DURBIN: So let me follow through on that because I think that's what people need to hear. But we need to apply it to your real-life and legal experiences.
Let me talk to you about a case that you were a private attorney and involved in. Today, there are about 45 million uninsured people in America. Too often, Americans with insurance can't receive coverage for medically necessary procedures and have to fight the insurance companies.
In my home state of Illinois we have a law called the Illinois Health Maintenance Organization Act. I think you're familiar with it. It provides that if a patient's primary care physicians deems a proposed procedure to be medically necessary but their HMO disagrees and denies coverage for the procedure, the patient may have the HMO's decision reviewed by an outside physician, the determination of that outside physician binding on the HMO.
You challenged this law on behalf of an HMO that refused to pay $95,000 for the shoulder surgery of Debra Moran of my state of Illinois.
Case went to the Supreme Court in 2002. You argued for Rush Prudential and you argued they weren't subject to the Illinois law and the governing HMOs because you said they weren't really an insurance company.
You claimed that since the HMO was not providing health care, but merely a promise to pay for health care, it was exempt.
Thankfully, from my point of view, you lost the case. If you had won it it would have put millions of American consumers and families at risk of losing coverage for necessary health care.
Judge Roberts, did you have any reservations about taking this case?
What sayeth the good judge?
ROBERTS: No, Senator, I did not.
The result in the case, I did lose. I lost 5-4 if I'm remembering correctly. In other words, four of the justices on the Supreme Court thought the argument I was making on behalf of my client was correct.
It has always been my position that I do not sit in judgment other than once I have satisfied myself that the legal arguments are reasonable ones, within the mainstream, if you will, that I don't decide whether that's the way I would rule as a judge or whether I would rule the other way.

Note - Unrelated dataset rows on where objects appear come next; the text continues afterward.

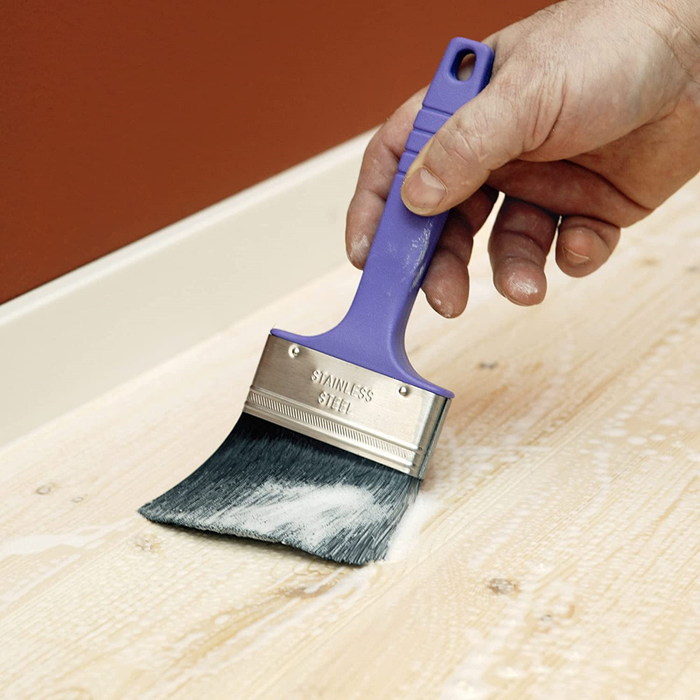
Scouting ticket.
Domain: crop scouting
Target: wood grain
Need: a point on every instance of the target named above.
(554, 551)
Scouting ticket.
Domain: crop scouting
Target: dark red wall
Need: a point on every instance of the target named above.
(119, 117)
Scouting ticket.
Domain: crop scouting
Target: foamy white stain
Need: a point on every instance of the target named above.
(407, 534)
(314, 513)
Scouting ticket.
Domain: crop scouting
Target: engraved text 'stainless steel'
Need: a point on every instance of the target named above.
(347, 406)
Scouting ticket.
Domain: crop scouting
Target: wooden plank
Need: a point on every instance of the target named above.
(554, 550)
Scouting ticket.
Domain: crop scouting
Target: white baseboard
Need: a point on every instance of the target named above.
(82, 334)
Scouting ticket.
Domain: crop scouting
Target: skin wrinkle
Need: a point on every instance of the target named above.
(617, 116)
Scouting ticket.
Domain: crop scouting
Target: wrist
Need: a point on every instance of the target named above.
(678, 23)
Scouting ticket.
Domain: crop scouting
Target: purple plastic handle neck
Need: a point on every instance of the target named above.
(372, 333)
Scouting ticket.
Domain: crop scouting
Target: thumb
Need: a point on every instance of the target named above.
(484, 134)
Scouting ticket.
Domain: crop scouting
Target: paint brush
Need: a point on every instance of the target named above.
(338, 428)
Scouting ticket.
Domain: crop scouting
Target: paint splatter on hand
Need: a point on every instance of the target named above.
(590, 122)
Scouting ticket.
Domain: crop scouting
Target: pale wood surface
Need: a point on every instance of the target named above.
(554, 551)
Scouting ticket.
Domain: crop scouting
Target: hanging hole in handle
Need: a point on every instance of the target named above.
(463, 66)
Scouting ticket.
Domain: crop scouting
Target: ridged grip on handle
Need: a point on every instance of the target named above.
(372, 333)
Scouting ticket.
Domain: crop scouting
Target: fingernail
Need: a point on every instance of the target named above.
(423, 190)
(575, 259)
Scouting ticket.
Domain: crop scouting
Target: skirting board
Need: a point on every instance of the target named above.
(92, 329)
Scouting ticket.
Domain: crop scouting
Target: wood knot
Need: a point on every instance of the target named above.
(502, 586)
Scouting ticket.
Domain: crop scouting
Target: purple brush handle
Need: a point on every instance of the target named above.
(372, 333)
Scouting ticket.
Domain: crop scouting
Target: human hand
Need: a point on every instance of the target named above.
(591, 120)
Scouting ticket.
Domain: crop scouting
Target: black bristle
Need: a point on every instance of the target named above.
(271, 483)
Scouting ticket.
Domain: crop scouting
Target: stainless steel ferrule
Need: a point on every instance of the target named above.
(341, 404)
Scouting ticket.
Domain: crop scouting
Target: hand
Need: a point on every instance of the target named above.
(591, 120)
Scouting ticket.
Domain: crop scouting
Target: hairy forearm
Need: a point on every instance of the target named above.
(678, 22)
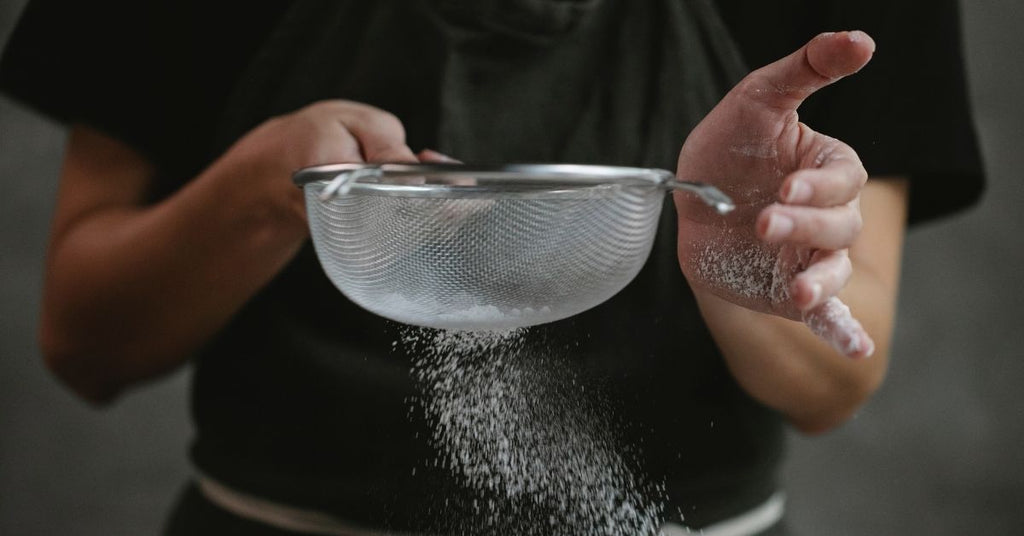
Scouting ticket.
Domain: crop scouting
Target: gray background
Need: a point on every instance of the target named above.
(937, 451)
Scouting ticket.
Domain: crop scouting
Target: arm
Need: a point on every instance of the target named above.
(132, 289)
(804, 228)
(782, 364)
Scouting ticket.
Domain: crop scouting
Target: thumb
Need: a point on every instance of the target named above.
(833, 322)
(784, 84)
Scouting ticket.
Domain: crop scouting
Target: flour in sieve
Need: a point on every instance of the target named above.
(425, 312)
(524, 435)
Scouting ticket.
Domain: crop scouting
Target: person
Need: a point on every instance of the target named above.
(178, 238)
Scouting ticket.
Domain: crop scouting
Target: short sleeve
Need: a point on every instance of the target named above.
(906, 113)
(154, 75)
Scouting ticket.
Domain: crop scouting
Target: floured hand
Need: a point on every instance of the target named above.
(784, 249)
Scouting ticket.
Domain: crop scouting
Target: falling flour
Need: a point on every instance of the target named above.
(521, 431)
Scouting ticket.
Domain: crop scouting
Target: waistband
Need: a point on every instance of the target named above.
(289, 518)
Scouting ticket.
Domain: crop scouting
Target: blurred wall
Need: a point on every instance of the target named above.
(936, 452)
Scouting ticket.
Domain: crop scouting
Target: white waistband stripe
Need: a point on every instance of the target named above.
(748, 524)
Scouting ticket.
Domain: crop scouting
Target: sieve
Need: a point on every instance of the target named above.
(485, 247)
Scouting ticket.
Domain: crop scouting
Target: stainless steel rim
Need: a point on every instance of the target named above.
(529, 180)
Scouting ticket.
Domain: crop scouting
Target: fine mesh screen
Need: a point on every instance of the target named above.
(486, 260)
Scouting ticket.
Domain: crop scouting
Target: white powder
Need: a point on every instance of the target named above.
(472, 317)
(834, 322)
(761, 275)
(516, 427)
(752, 272)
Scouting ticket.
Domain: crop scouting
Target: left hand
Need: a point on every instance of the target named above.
(784, 249)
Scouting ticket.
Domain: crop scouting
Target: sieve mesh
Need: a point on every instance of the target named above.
(483, 260)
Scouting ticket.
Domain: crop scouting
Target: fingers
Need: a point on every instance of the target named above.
(834, 228)
(835, 176)
(824, 59)
(380, 135)
(827, 274)
(833, 322)
(431, 156)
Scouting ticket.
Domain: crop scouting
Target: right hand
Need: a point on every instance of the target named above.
(262, 162)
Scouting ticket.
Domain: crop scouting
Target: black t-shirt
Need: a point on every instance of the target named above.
(301, 399)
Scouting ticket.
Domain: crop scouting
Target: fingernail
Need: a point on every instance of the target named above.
(815, 293)
(800, 192)
(779, 227)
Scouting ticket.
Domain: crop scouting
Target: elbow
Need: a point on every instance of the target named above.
(76, 367)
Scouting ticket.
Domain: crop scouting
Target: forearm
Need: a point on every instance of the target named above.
(784, 366)
(131, 291)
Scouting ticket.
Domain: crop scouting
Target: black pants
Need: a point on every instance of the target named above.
(195, 516)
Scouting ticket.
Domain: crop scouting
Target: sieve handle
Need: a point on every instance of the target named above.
(341, 183)
(712, 196)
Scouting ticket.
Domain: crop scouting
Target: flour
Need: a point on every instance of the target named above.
(834, 322)
(521, 431)
(468, 317)
(761, 275)
(755, 273)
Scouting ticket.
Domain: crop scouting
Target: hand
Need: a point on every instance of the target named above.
(784, 249)
(326, 132)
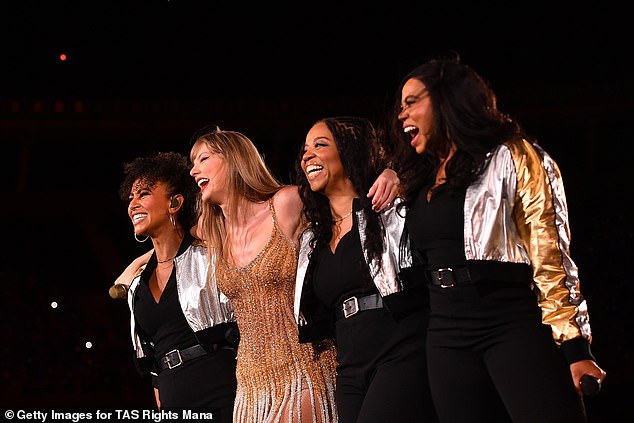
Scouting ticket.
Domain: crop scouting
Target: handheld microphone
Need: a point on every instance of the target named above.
(118, 291)
(590, 385)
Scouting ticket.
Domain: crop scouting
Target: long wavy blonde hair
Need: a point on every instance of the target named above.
(248, 179)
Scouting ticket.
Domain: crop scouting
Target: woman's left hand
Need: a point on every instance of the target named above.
(384, 190)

My practice has been to take the cases that come to me and if the other side in that case had come to me first I would have taken their side.
DURBIN: So you didn't step back at any point in your practice and say, No, I'm not going to do this; I can't be associated with a case or cause even though it may be legal and ethical that might cause so much harm to so many innocent people ?

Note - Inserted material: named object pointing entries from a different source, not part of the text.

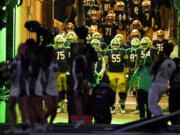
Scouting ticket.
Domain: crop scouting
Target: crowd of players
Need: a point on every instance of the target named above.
(120, 32)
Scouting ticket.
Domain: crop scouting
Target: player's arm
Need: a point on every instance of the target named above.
(103, 67)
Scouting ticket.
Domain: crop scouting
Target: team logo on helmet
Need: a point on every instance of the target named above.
(115, 44)
(146, 42)
(71, 37)
(59, 41)
(96, 44)
(120, 37)
(146, 5)
(97, 36)
(135, 43)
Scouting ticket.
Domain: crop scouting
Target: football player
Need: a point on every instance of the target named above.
(134, 34)
(109, 28)
(70, 38)
(69, 27)
(94, 19)
(115, 66)
(135, 10)
(159, 43)
(63, 64)
(146, 49)
(148, 18)
(100, 65)
(120, 37)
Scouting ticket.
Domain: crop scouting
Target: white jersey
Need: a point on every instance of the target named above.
(51, 88)
(15, 87)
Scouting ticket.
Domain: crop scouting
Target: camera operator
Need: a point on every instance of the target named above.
(102, 99)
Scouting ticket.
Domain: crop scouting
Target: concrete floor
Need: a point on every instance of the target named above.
(119, 118)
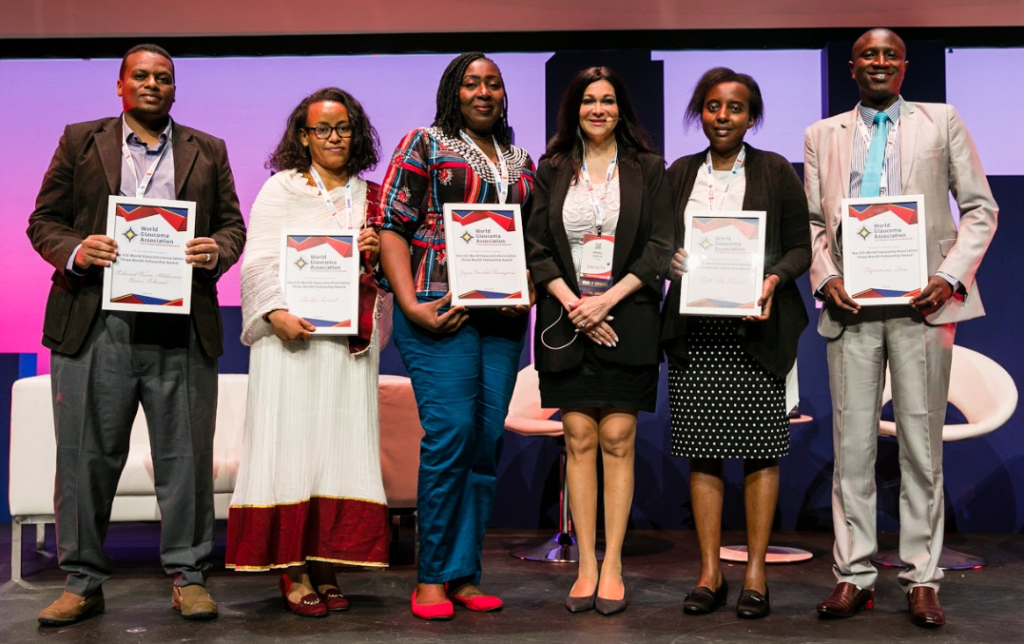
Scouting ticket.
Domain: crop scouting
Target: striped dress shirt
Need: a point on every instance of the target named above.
(893, 184)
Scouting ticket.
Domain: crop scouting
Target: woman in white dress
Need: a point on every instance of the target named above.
(308, 492)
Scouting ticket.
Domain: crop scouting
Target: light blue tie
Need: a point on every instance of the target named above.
(870, 184)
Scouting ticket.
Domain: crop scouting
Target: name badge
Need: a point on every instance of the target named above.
(595, 269)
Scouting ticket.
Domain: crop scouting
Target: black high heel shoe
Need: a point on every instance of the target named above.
(702, 600)
(753, 605)
(581, 604)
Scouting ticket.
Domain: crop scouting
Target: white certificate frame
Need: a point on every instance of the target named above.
(302, 242)
(464, 225)
(865, 278)
(167, 219)
(699, 285)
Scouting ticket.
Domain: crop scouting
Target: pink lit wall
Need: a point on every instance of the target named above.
(41, 18)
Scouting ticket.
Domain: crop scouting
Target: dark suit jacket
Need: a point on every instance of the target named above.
(772, 185)
(72, 205)
(643, 247)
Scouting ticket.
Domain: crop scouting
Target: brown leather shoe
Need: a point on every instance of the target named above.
(70, 608)
(194, 602)
(925, 607)
(846, 600)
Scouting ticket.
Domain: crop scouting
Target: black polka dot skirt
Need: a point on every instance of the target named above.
(724, 403)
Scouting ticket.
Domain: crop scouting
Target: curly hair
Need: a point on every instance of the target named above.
(567, 142)
(449, 115)
(717, 76)
(364, 149)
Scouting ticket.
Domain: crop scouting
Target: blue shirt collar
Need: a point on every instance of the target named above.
(867, 114)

ROBERTS: That's a judgment for the legal system to make, asserting legal rights. Lawyers aren't judges when they're representing clients. They don't sit there and say -- well, maybe some do, I don't. I think it's a basic fundamental principle of the legal system and the bar that you take clients who have reasonable arguments -- now, I'm not talking about frivolous arguments. I don't take cases in which those are raised.
But the lawyers aren't the judges. The judges are. Now the case you mentioned, you've explained the arguments on one side, there were legal arguments on the other side. And four justices agreed with those.

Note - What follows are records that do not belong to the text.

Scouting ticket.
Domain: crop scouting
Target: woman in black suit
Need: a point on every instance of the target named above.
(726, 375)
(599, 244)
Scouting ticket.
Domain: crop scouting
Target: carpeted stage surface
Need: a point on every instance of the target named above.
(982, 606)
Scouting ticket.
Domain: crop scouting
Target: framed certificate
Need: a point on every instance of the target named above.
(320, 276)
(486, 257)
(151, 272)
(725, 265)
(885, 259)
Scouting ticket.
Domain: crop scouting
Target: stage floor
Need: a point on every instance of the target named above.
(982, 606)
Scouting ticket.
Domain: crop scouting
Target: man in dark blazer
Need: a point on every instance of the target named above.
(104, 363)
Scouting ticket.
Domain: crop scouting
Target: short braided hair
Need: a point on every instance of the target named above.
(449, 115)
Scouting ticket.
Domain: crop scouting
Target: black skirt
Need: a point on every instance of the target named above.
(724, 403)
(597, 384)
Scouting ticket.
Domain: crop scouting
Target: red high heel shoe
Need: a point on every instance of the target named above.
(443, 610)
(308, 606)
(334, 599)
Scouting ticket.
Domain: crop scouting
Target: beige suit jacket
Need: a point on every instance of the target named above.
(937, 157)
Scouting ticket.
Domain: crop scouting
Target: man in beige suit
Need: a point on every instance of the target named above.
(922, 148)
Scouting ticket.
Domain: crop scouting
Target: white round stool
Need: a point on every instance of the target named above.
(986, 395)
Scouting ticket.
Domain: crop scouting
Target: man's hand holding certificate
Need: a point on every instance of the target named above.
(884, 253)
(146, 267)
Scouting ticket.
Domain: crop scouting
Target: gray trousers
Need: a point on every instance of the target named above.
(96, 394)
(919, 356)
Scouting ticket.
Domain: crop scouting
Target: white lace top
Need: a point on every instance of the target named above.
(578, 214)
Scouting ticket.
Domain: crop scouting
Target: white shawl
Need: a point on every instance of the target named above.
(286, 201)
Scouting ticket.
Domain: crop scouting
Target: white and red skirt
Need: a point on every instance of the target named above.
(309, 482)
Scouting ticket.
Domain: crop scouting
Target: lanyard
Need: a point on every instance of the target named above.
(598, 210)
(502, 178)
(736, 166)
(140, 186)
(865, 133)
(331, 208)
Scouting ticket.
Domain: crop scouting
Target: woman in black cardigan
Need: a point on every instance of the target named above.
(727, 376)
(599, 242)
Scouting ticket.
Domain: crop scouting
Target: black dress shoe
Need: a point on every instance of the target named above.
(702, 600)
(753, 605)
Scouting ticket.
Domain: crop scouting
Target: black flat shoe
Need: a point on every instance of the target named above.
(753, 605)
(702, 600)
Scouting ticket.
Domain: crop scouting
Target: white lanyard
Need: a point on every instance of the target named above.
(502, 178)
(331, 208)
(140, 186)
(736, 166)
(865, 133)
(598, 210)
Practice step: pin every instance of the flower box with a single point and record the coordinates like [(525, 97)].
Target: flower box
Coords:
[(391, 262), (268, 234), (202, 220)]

This isn't an extreme case when it's decided 5-4. And that's one of the very point I was making earlier; that I take cases on all sides of the issue.
Interpretation: As long as you could afford his $600 per hour rate, you could afford the best damned lawyer in town. Period. That is the kind of lawyer John Roberts was. He didn't choose his clients, they chose him and his fat cat law firm rates. How many "real people" do you think could afford him?